Ms. Sheppard is Métis and has worked with aboriginal children and youth inside B.C.'s child-care system as a social worker. In the letter, she detailed her family's desperation to find a safe space for her son.
"Mac should be safe and warm with his mommy and daddy right now," she wrote. "Instead, he has been dead for 11 weeks. Instead, I sleep fitfully with his ashes and toys by my bed while I cuddle up to one of the last things he wore which was his red plaid jacket, hoping to catch even the faintest whiff of his sweet smell."
The letter continued:
"As a mother, I know you wanted what was best for your son and as an MLA you converted a room in your office building into a nursery. Your son is the most important thing in your life and he always will be and being near you kept him safe and protected, as any mother would want. What about my son? What about other BC children? Don't our children deserve the best too?"
There was no immediate public reply from the Premier. I turned on the radio to hear the Minister of Children and Family Development, Stephanie Cadieux. She began by offering her condolences, then turned to the well-worn, "We believe in a choice for parents." She continued: "I think we have to recognize that there are lots of parents in this province who don't want to put their children in childcare – who choose to stay home."

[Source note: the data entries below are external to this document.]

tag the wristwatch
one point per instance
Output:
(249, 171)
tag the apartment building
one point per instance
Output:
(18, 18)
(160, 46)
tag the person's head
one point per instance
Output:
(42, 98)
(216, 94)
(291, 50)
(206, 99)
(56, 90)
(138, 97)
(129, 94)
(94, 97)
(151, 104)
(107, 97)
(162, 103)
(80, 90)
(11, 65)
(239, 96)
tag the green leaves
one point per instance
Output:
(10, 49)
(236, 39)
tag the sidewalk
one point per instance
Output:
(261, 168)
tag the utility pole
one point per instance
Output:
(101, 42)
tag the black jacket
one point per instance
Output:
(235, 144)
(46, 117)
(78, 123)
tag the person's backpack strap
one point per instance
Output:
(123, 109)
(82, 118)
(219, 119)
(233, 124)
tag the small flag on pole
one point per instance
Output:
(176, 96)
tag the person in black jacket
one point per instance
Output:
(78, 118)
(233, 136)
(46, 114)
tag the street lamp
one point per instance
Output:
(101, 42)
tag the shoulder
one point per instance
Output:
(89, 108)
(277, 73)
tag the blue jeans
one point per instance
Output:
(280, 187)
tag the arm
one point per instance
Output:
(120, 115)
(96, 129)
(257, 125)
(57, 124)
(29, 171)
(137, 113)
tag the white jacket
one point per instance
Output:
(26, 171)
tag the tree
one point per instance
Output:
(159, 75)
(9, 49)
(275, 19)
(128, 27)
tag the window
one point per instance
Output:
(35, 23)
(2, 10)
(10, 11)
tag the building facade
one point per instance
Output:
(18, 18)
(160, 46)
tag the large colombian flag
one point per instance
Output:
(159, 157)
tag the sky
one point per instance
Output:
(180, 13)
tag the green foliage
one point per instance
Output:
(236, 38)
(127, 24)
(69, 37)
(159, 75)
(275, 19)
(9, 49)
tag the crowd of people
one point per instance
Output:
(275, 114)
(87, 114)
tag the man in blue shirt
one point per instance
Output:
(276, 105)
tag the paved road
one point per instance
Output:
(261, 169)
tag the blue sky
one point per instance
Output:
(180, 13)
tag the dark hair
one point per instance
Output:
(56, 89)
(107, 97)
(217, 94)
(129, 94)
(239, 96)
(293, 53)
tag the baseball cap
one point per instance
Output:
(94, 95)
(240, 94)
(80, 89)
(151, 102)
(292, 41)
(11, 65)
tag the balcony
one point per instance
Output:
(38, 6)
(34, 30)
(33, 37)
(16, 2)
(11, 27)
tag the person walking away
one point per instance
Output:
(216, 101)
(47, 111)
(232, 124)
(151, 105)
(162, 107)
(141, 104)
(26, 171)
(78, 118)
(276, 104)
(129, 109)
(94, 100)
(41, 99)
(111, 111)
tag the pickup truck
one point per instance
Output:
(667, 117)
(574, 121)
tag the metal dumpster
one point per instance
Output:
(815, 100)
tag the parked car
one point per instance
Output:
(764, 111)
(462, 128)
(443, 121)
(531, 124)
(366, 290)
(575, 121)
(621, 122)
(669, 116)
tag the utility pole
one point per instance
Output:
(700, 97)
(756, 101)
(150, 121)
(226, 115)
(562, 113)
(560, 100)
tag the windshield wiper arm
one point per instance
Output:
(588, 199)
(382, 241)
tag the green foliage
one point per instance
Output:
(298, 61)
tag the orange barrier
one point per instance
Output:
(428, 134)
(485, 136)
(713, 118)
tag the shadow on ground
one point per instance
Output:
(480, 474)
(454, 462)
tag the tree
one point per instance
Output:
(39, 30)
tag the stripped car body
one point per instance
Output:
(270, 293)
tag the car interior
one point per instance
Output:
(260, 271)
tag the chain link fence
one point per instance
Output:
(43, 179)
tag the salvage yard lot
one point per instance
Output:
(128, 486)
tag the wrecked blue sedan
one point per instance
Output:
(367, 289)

As I said, Christy Clark's ministers aren't helping much.
The Premier finally responded on Friday, telling reporters that, as a mother, her heart goes out to Ms. Sheppard. She said the province is working to increase the number of licensed childcare spaces.
When B.C. ombudsman Jay Chalke released his report on Thursday investigating the firings of eight health researchers in 2012 (one of whom, Roderick MacIsaac, took his own life), there were no ministers or any elected Liberals to speak to the report.
Instead, there was a statement from Kim Henderson, the Premier's deputy and head of the public service. She apologized on behalf of the public service but not the government.
According to the report, Roderick MacIsaac and his seven colleagues had done nothing wrong and did not deserve to be fired.
On Friday, Ms. Clark said the government had already apologized for the "tragedy" but added it was up to Ms. Henderson, and a former Supreme Court judge who was appointed to the file, to deal with the recommendations.
The news release issued by government that coincided with a hastily called news conference five years ago, when they were fired, stated that the RCMP were investigating the eight researchers. That, it turns out, was bogus. There was no such investigation. It was fake news before we had ever heard the stupid phrase.
Again, as serious as the subject is, it brings to mind the silliness of the unfounded allegation by the Premier that the NDP had somehow hacked the BC Liberals website. Also fake news. Or have we already forgotten about that one?
And that's the thing. The strikes against the BC Liberals are many, incremental and complicated. Voters have to keep a tally over the long term – for months, even.
But if the party loses this election, they'll have no one to blame but themselves.